English Xenophobia in the 18th Century: the Case of Lord Bute

English Xenophobia in the 18th Century: the Case of Lord Bute

Schweizer, Karl W. (New Jersey Institute of Technology)

Scottish Tradition, Volume 22 (1997)


No figure of Hanoverian politics – not even Walpole – was so generally disliked, distrusted and abused by contemporaries as John Stuart, 3rd. Earl of Bute, political adviser to George III, Secretary of State from 1761 to May 1762 and Head of the Treasury from May 1762 to April 1763, the first Scotsman ever to attain this eminent position. Controversy hounded Bute whatever his pursuits: “whether in office or out,” to quote one author: “he was attacked by the mob, threatened with assassination, vilified in pam- phlets, prints, newspapers, songs, plays, handbills and effectively rejected as a potential ally by all the leading politicians of the day.

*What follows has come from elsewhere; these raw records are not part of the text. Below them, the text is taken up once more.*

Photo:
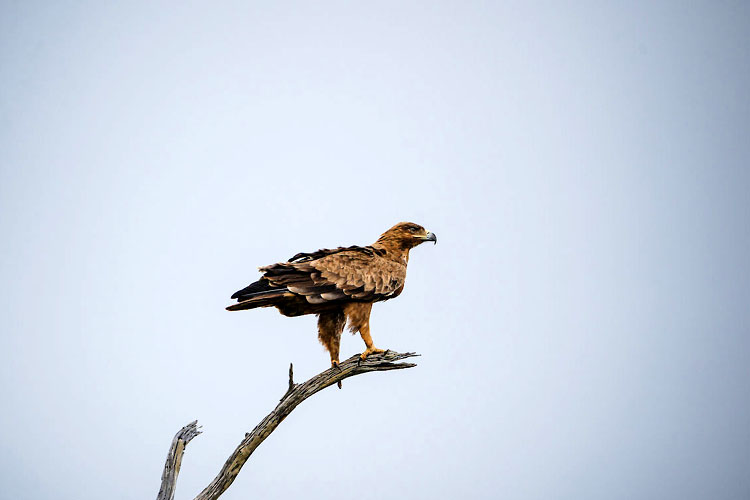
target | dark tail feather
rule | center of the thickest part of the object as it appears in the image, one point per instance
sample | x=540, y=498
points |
x=258, y=299
x=262, y=285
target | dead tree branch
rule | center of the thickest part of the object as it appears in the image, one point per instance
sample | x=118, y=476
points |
x=174, y=459
x=295, y=394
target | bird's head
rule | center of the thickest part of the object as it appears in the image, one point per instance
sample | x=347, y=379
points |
x=406, y=235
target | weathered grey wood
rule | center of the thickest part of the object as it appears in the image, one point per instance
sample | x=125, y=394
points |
x=174, y=460
x=295, y=394
x=293, y=397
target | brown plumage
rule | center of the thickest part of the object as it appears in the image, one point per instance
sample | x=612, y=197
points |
x=337, y=284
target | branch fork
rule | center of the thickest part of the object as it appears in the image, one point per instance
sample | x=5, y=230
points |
x=295, y=394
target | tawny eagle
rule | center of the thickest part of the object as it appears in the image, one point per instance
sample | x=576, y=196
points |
x=338, y=284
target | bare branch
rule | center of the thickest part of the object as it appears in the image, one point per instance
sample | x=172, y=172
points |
x=293, y=397
x=174, y=460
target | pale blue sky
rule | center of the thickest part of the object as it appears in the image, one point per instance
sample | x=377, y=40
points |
x=583, y=321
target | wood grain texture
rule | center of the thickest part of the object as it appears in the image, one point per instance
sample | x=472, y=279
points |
x=295, y=394
x=174, y=460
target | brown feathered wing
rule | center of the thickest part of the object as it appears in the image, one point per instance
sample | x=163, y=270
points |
x=361, y=274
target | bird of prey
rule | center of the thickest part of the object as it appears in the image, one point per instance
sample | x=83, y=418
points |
x=337, y=284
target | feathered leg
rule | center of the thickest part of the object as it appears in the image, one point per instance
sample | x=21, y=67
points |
x=359, y=321
x=330, y=326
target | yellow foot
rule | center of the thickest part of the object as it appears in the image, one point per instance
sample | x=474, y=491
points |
x=370, y=350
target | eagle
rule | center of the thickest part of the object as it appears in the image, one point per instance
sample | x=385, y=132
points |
x=338, y=285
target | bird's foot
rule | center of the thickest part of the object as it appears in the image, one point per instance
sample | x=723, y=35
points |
x=370, y=350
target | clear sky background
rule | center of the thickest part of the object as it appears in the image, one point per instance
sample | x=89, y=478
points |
x=584, y=319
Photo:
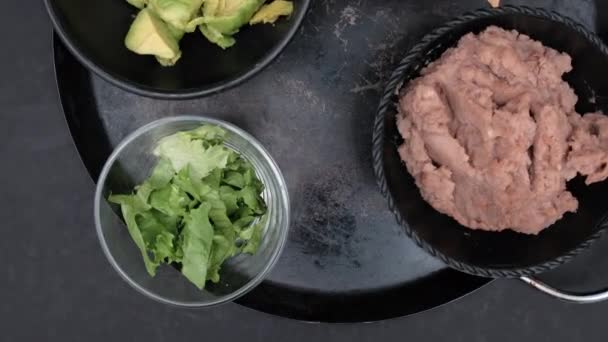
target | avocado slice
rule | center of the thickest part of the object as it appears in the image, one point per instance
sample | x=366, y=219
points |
x=138, y=3
x=231, y=15
x=268, y=14
x=223, y=41
x=149, y=35
x=177, y=13
x=223, y=18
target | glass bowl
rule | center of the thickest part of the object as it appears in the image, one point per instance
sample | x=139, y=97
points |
x=130, y=164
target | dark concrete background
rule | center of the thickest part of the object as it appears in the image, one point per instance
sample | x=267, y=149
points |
x=55, y=284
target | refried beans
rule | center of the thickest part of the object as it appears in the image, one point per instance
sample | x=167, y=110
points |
x=491, y=134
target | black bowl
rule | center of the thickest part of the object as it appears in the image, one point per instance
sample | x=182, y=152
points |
x=94, y=31
x=491, y=254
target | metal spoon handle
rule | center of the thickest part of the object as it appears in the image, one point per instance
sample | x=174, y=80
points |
x=566, y=296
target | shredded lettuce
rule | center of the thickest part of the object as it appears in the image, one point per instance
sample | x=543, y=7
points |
x=201, y=205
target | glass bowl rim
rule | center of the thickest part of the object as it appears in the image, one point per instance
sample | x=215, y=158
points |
x=274, y=168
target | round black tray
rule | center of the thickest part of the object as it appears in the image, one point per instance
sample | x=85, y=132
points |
x=346, y=260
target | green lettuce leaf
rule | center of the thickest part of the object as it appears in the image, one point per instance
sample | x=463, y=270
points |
x=132, y=206
x=181, y=150
x=198, y=237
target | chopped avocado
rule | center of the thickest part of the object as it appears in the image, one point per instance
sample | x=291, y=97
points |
x=169, y=62
x=149, y=35
x=138, y=3
x=176, y=12
x=230, y=15
x=268, y=14
x=223, y=41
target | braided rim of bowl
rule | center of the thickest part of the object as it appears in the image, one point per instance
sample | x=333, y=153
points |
x=395, y=83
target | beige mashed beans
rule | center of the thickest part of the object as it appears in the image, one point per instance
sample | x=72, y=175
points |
x=491, y=134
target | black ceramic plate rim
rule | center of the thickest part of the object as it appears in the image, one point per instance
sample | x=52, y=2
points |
x=183, y=94
x=482, y=282
x=396, y=82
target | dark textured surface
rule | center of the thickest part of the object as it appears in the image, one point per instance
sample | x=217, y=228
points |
x=346, y=259
x=56, y=284
x=494, y=254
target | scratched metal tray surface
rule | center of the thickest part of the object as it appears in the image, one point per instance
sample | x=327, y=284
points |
x=346, y=260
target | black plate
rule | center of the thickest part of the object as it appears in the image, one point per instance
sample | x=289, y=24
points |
x=84, y=27
x=347, y=260
x=506, y=253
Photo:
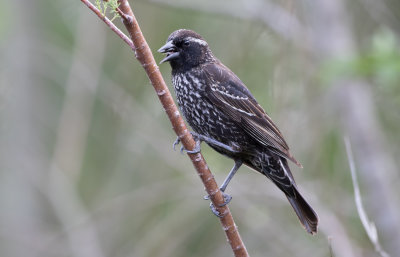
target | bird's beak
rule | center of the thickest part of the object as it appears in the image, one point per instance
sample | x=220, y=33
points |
x=170, y=49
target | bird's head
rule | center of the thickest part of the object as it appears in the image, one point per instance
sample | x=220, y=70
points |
x=186, y=49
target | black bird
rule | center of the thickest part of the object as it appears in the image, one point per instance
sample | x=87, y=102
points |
x=223, y=113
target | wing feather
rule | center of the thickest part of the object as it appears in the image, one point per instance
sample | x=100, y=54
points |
x=233, y=98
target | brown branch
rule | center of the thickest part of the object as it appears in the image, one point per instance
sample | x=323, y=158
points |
x=145, y=57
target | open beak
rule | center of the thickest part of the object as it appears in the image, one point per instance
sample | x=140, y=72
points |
x=170, y=49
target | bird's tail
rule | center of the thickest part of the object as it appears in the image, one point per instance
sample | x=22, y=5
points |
x=307, y=216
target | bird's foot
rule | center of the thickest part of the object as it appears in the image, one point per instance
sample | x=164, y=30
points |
x=227, y=199
x=196, y=149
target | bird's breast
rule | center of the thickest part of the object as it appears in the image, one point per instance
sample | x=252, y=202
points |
x=201, y=114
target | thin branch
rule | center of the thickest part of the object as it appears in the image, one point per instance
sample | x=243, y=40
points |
x=109, y=24
x=368, y=225
x=145, y=57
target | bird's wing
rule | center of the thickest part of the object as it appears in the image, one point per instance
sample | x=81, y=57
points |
x=232, y=97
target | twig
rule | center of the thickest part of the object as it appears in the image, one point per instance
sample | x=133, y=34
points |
x=367, y=224
x=145, y=57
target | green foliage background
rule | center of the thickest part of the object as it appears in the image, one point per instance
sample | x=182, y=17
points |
x=86, y=160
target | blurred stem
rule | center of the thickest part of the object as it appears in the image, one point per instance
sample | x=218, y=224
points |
x=367, y=224
x=146, y=59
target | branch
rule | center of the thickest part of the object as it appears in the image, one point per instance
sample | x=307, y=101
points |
x=146, y=59
x=368, y=225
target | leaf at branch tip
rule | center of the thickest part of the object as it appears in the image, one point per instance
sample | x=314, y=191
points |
x=103, y=5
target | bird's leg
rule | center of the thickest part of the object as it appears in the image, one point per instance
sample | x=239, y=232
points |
x=214, y=142
x=227, y=198
x=230, y=175
x=195, y=150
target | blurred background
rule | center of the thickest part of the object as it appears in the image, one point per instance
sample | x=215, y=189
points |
x=86, y=163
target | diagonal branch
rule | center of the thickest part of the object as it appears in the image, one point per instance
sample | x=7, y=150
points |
x=146, y=59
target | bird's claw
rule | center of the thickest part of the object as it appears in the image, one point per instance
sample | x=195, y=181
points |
x=176, y=142
x=227, y=199
x=196, y=149
x=215, y=211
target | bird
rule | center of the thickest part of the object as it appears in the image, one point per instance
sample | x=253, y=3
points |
x=223, y=113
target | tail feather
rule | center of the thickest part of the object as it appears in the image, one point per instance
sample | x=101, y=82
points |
x=307, y=216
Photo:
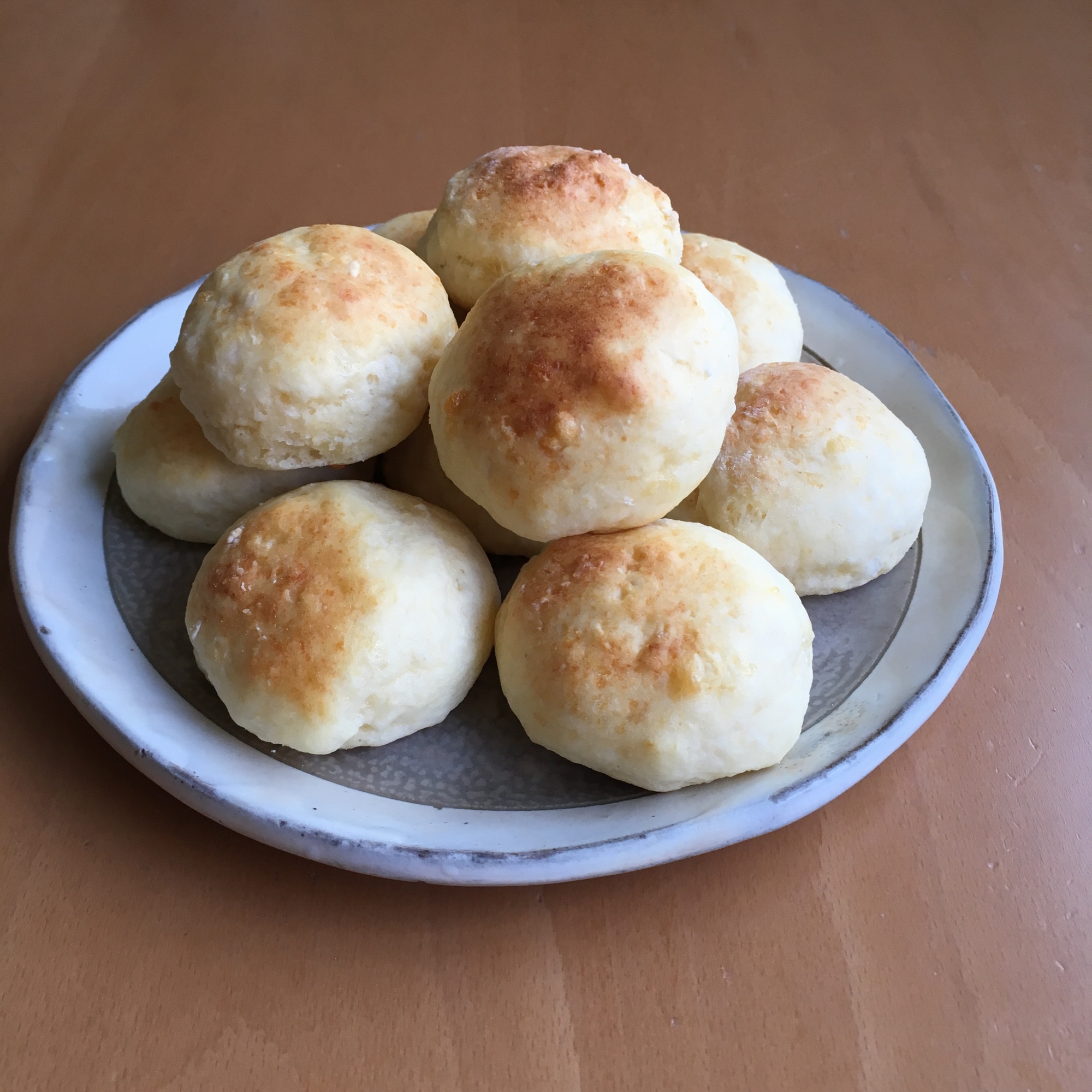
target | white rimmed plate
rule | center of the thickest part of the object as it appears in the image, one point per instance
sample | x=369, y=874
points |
x=472, y=801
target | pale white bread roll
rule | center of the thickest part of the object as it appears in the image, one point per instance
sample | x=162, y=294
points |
x=753, y=289
x=313, y=348
x=408, y=229
x=687, y=509
x=343, y=615
x=586, y=394
x=414, y=468
x=517, y=206
x=666, y=657
x=175, y=480
x=818, y=477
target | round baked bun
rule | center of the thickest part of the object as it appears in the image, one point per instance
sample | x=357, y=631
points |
x=175, y=480
x=523, y=205
x=342, y=615
x=753, y=289
x=407, y=229
x=666, y=657
x=818, y=477
x=313, y=348
x=687, y=509
x=414, y=468
x=587, y=394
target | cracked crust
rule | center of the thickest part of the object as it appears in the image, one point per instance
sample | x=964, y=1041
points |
x=586, y=394
x=524, y=205
x=667, y=656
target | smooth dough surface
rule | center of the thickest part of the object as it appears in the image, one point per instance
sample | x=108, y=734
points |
x=753, y=289
x=342, y=615
x=313, y=348
x=408, y=229
x=524, y=205
x=586, y=394
x=414, y=468
x=175, y=480
x=818, y=477
x=666, y=657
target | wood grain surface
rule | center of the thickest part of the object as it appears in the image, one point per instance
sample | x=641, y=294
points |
x=928, y=931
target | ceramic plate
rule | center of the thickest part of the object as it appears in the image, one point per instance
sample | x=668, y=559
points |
x=473, y=801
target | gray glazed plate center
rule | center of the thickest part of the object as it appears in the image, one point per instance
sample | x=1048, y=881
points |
x=479, y=757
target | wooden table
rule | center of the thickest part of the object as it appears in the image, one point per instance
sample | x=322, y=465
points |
x=929, y=930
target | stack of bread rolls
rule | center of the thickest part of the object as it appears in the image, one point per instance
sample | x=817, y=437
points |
x=551, y=370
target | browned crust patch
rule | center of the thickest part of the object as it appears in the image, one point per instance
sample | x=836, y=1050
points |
x=640, y=584
x=543, y=353
x=544, y=175
x=283, y=595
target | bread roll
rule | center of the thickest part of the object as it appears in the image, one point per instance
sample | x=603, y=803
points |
x=342, y=615
x=666, y=657
x=414, y=468
x=175, y=480
x=586, y=394
x=313, y=348
x=524, y=205
x=753, y=289
x=818, y=477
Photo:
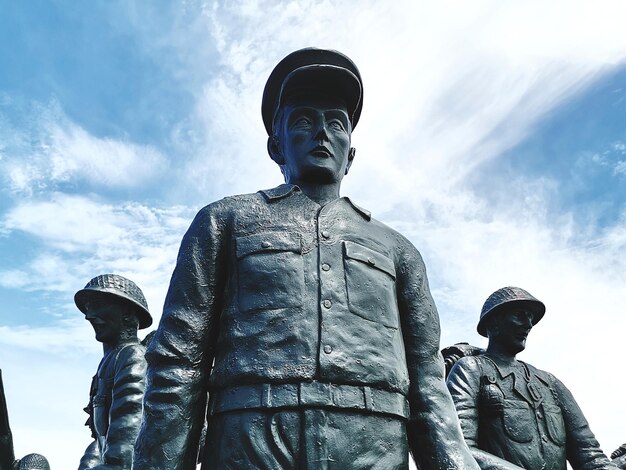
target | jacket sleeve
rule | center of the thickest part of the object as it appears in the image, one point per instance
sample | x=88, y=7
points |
x=181, y=353
x=125, y=411
x=464, y=386
x=91, y=457
x=433, y=430
x=583, y=450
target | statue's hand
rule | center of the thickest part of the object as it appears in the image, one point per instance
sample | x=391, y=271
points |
x=621, y=450
x=620, y=462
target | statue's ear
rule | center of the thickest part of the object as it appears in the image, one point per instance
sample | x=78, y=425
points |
x=351, y=155
x=273, y=148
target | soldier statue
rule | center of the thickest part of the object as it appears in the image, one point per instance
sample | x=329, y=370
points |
x=116, y=309
x=512, y=414
x=309, y=323
x=31, y=462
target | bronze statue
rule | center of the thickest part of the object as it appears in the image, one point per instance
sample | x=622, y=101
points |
x=116, y=309
x=309, y=323
x=512, y=414
x=7, y=456
x=31, y=462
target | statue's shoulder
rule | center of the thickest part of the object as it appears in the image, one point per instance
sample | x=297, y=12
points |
x=472, y=363
x=226, y=207
x=543, y=375
x=132, y=352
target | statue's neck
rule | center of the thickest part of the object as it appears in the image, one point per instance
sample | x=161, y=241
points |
x=124, y=339
x=320, y=193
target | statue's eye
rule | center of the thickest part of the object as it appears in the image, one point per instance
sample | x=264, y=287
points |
x=336, y=124
x=302, y=122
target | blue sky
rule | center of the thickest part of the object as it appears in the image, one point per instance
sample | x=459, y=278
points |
x=492, y=135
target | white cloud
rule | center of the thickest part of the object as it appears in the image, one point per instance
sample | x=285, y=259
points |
x=54, y=151
x=84, y=237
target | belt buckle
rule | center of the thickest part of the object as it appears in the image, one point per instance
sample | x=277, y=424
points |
x=316, y=394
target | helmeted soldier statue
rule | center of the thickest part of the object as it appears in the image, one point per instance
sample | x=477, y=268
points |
x=116, y=308
x=310, y=324
x=32, y=462
x=512, y=414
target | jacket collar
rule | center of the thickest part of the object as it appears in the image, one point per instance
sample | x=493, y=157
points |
x=284, y=190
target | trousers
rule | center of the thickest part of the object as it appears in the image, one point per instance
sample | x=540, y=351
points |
x=305, y=439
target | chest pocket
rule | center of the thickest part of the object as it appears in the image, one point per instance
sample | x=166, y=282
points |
x=270, y=271
x=517, y=421
x=554, y=424
x=370, y=284
x=102, y=406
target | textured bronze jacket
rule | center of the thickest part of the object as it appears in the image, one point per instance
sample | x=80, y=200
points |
x=115, y=407
x=523, y=415
x=295, y=305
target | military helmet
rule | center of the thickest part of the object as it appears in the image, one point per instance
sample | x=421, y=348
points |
x=505, y=299
x=312, y=71
x=32, y=462
x=120, y=287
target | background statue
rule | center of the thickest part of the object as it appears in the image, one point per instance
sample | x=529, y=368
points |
x=310, y=323
x=32, y=462
x=511, y=412
x=6, y=438
x=116, y=308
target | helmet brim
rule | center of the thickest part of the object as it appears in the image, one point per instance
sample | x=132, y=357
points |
x=537, y=308
x=83, y=296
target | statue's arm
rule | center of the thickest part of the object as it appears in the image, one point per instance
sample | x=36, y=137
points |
x=583, y=449
x=433, y=430
x=464, y=386
x=126, y=403
x=181, y=353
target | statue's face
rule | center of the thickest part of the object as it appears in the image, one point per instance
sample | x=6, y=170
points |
x=106, y=319
x=315, y=141
x=511, y=329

The bulk of this criticism was levelled in the 1760s but even after 1770, the so called “Northern Machiavel” was under withering if increasingly sporadic fire and as late as the 1780s, vestigial elements of the old hostility remained.” Historians seeking a high level political explanation of Bute’s extraordinary unpopularity have commonly cited constitutional factors – issues centred on the belief, nearly universal at the time, that Bute was in the fullest sense the “favourite,” a man without true credentials for office, his position and status solely dependent upon royal support, corruption and the illicit expansion of monarchial power by unconstitutional means.